Life on the road is, for many, an absolute dream. A different city every night, with flights criss-crossing different countries, even entire continents. It's a lifestyle that can inspire, but it's also one that can prompt extreme loneliness and fatigue, as the days and hours spent travelling from identikit hotel room to identikit hotel room hundreds of miles from your family mount up.

This summer has born witness to a flurry of articles describing the strains of touring life for bands, and this is to be welcomed. However it often seems as though the message simply isn't getting through – and indeed for club culture, that the message is barely being raised at all.

Dubstep pioneer Benga broke his silence yesterday (September 16th) using Twitter to detail his struggles with mental illness. The bass kingpin spoke honestly and frankly, revealing that he had been diagnosed as bipolar and had battled with extreme paranoia and schizophrenia. Causing enormous stress for his family and loved ones, the producer explained that he wanted to set the record straight, and to help end the stigma surrounding mental illness.

It's certainly an incredible start. Benga retired in 2014, following an attempt to move into more commercial spheres with an EDM-led sound.
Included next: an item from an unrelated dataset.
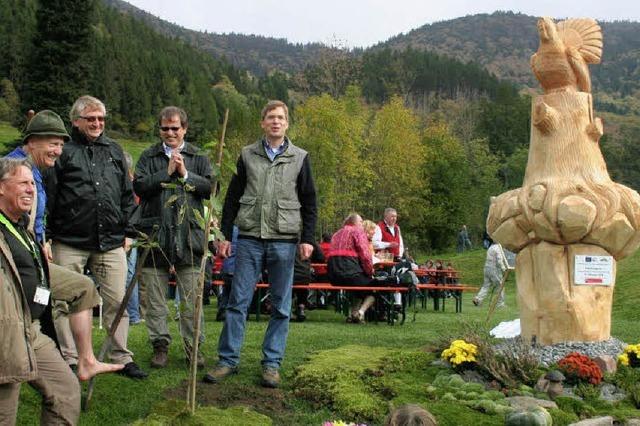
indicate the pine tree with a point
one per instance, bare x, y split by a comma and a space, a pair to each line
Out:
59, 66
It's worth remembering that before this the producer was one of the most vital forces in UK bass culture, with debut album 'Diary Of An Afro Warrior' setting in heavyweight stone the template for dubstep – a template that still resonates in clubs across the globe on a nightly basis.

It's more than this, though. Benga's persona – afro-clad head bobbing behind the decks, a larger than life figure in every sense – made him enormously likeable. This writer has interviewed him twice, and found him to be a complete and utter joy. It's moments like that that ram home the simple truth that mental health issues can impact upon any of our lives, at any time.

So is enough being done to aid young DJs? Simply put, the industry needs to become more aware of the pressures and temptations that surround young talent. In his heartbreaking message on Twitter, Benga blamed long hours travelling, a back-breaking schedule and heavy drug use for facilitating his mental health battles. It's easy for a young producer to get swept up in this lifestyle – after all, Benga was literally a kid from Croydon making beats in his room, hardly somebody who approached music with a career plan.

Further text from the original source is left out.